I didn't realise there was anything worth watching over Christmas.
Brits sure love the BBC's iPlayer, which clocked in a record 145m programme requests in December 2010, the Corporation chirped today. That total is up 27 per cent on December 2009's total, but only just under three per cent on November 2010's total of 141m requests. A sign that iPlayer's rapid rise has levelled off? Possibly …
You seem to think that a 3% increase month-on-month is less that a 27% increase year-on-year. well, if you worked it out, you realise that if the numbers increased by 3% (actually 2.8%) a month for a year, the year-on-year rise would be nearly 40%.
So I would say the monthly increase shows an increased appetitie for iPlayer? I know you can probably say anything with statistics, but at least get them right!

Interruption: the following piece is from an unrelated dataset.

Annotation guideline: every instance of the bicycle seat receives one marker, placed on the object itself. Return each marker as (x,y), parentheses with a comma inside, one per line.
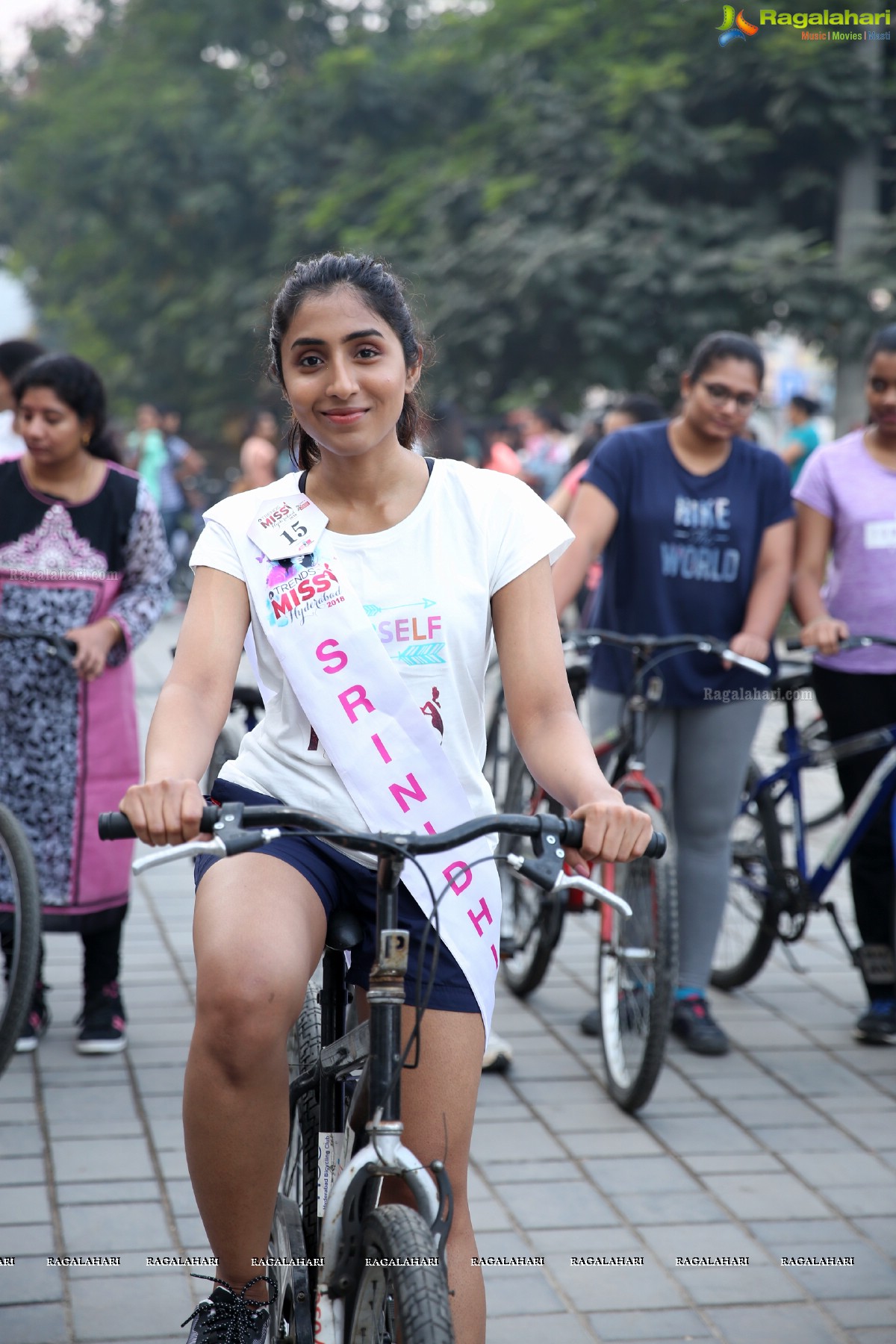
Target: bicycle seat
(344,930)
(793,678)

"Maybe the numbers would be higher if the BBC's governing body, the BBC Trust, would let the Corporation release iOS and Android clients - or at least stop it preventing third-parties from doing so..."
The iPlayer mobile site works just fine on my Android phone, I'd rather the BBC work on supporting that rather than creating and maintaning 'clients' for every OS out there.

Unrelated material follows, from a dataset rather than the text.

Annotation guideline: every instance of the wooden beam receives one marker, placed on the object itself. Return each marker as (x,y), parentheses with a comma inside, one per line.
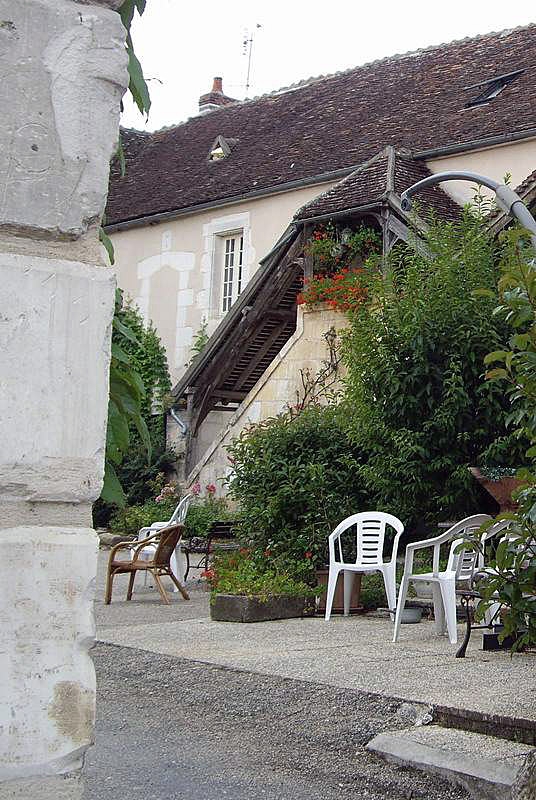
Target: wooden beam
(259,355)
(229,394)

"Perhaps this figure shows it's time to put DAB out to pasture and encourage folk to upgrade to net-connected 'tuners' instead."

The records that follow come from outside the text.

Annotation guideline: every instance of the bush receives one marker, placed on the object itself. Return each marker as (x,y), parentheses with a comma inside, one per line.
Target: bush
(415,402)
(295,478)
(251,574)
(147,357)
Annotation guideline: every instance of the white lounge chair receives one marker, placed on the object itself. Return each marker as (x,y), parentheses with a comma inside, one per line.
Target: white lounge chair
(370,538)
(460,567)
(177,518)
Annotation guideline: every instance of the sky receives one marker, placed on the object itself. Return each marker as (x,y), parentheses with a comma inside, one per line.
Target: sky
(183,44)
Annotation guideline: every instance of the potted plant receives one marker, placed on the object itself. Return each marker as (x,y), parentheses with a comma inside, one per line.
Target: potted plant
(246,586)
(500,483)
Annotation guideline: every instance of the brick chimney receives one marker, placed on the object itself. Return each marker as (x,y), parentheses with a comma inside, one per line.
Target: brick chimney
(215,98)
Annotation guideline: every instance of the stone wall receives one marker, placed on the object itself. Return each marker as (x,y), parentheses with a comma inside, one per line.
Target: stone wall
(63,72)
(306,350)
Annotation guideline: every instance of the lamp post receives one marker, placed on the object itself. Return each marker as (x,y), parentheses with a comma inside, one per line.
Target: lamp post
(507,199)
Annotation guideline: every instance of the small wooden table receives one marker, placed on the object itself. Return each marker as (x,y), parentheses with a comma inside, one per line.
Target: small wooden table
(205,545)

Try getting a consistent net connection on the move....
I know people moan about DAB (and with good reason sometimes) but if you want something other than Radio 1-4 on a train or car journey DAB is the only game in town.
(Well, to be honest I listen to FM for the first 15 mins of my daily train journey and then DAB for the remaining 30 mins due to coverage... ah what the hell...)
Supposed to be killed-off in March. Sniff...
Please keep it on the air. It can't be all that expensive to have Mr. Coles sit down and spin some discs. Cutting the show to save money leaves a 26-minute hole that may cost as much or more to fill with less important noises.
Pretty please?
"...not a good platform for radio."
Huh? I'm glad you told me. Otherwise I wouldn't have noticed.
I listen to the weekly editions of more than a dozen BBC radio shows, and then listen to assorted music (Sky.FM, Slacker, etc.) in between. I use both mobile (iPhone) and fixed wifi gadgets (Sanyo R700, Sony Dash). I listen to more Internet radio than all other entertainment combined. I'm out of time before I'm out of entertainment; one must sleep sooner or later.
Thanks for explaining to me that it's impossble. Otherwise I wouldn't have known.
PS: It requires only a reasonably small fraction of my bandwidth. It would have to be 24 hours a day to even be significant.
I don't use iPlayer much but I had to last week. The BBC screwed up the series link for the first episode of /Silent Witness/ and my Freesat PVR didn't record the next evening's showing.
Does that count toward 'Well done BBC for providing iPlayer' or is it 'Stupid BBC arseholes can't even create reliable EPG metadata in this day and age'?